Ancak beyaz kral lakabı o zamanlar beni düşündürür. Hani o dönemde Amerikan spor kamuoyunda öne sürülebildiği gibi Larry Bird gelmiş geçmiş en büyük oyuncu mudur? Benim kişisel gözlemlerim bu değerlendirmeyi doğrulamaz. Kendi hesabıma All Star maçlarında da Larry Bird’i defalarca izlerim. Bilirsiniz All Star maçları yılda bir kez doğu ve batının en iyi oyuncuları arasında yapılır. Açıkçası şovun öne çıktığı maçlardır. Ancak NBA’nın o dönemdeki en büyük yıldızlarının ciddi anlamda rekabet ettiği maçlardır. O yıllarda izlediğim All Star maçlarında Larry Bird’in fast break basketbol ortamında yitip gittiğini hatırlarım. Larry Bird’in emektar zamanları mıydı, değil. Ancak iki pota arasında sergilenen hızlı, tempolu oyunun Bird’ün profiline uymadığını o maçlarda gözlediğimi söylemek isterim.
Tam da bu noktada Boston Celtics’de gösterdiği yüksek performansın sebebi ortaya çıkmaktadır. Boston Celtics NBA tarihinde savunma ağırlıklı kontrollü basketbol anlayışının önde gelen temsilcisidir. Açıktır ki, takımın bu tarz oyun yapısı içerisinde Larry Bird’ün ağır bir oyuncu olması sırıtmamaktadır.

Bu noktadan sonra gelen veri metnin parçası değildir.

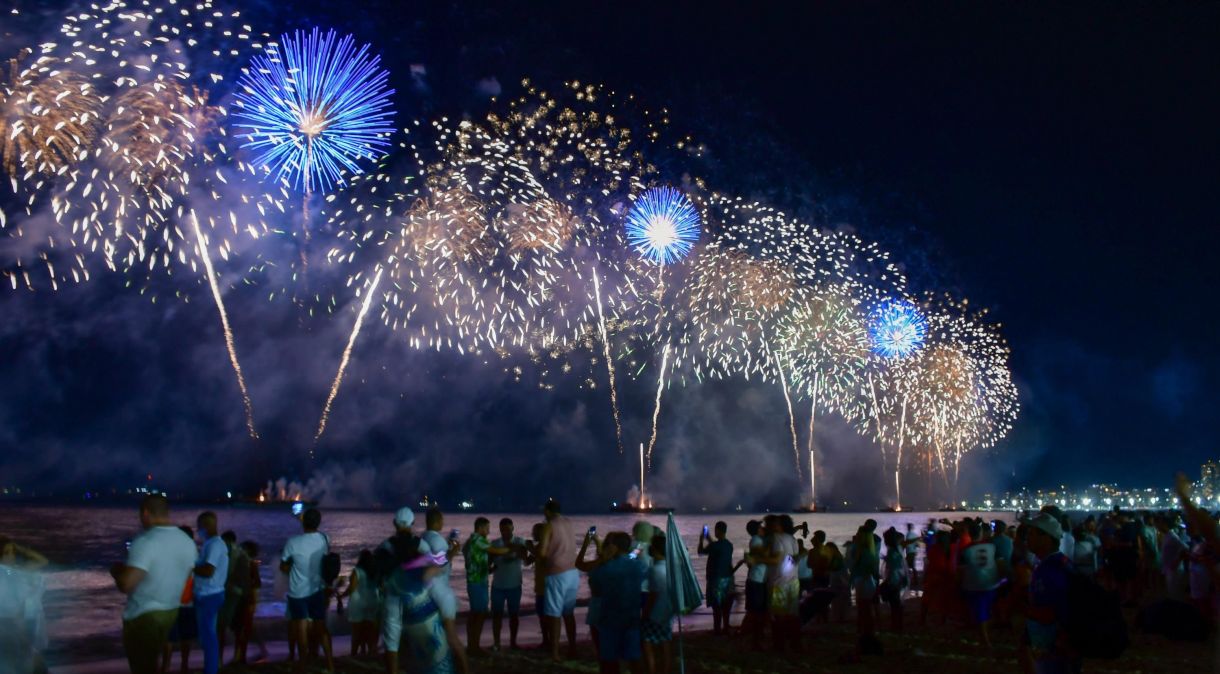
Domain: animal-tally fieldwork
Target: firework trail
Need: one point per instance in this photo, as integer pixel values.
(609, 358)
(343, 362)
(656, 409)
(225, 325)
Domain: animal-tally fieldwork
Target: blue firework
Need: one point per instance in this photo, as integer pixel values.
(663, 225)
(897, 329)
(312, 108)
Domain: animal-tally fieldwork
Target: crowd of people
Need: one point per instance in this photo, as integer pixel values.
(1055, 580)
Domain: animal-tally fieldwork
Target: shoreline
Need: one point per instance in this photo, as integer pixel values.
(949, 647)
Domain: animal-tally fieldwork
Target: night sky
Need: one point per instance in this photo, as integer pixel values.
(1055, 163)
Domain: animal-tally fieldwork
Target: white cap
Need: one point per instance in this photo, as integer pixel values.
(404, 518)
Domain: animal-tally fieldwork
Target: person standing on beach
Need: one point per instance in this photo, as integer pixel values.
(539, 573)
(477, 551)
(237, 585)
(1048, 596)
(755, 585)
(506, 584)
(720, 575)
(159, 563)
(301, 559)
(248, 607)
(434, 542)
(558, 557)
(615, 581)
(211, 573)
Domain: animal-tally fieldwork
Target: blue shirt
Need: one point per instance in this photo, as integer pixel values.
(1048, 587)
(616, 584)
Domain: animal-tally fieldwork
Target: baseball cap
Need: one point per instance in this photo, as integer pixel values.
(404, 517)
(1046, 523)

Tempoyu kontrol etmeyi başaran ekip oyununun kilit figürü elbette Bird olmaktadır. Ancak All Star maçlarının yüksek tempolu ve süratli yapısı Bird’e ters gelmektedir. Elbette Larry Bird’ün çok iyi bir takım oyuncusu olması ve komplike yönü onun bir numara olarak algılanmasını haklı kılabilir. Ancak bana göre asıl açıklayıcı öge beyaz bir oyuncu olmasıdır. Bu durumu ortaya koyan gerekçe mi, beyaz kral lakabını hatırlayalım derim. Açıkça, beyaz kamuoyu ve beyaz kral figürünün yan yana gelmesinin salt basketbol kriterlerine göre şekillendiğinden söz etmek hayli müşküllü olacaktır.
1980’li yılların ortalarından itibaren bir başka oyuncunun çaylak dönemini yaşadıktan sonra artan bir şekilde ağırlığını duyurması Larry Bird’ün gelmiş geçmiş en büyük oyuncu sayılmasını beyazlar arasında bile zorlaştıracaktır.
L.T.
YORUMLAR
Henüz yorum yapılmamış.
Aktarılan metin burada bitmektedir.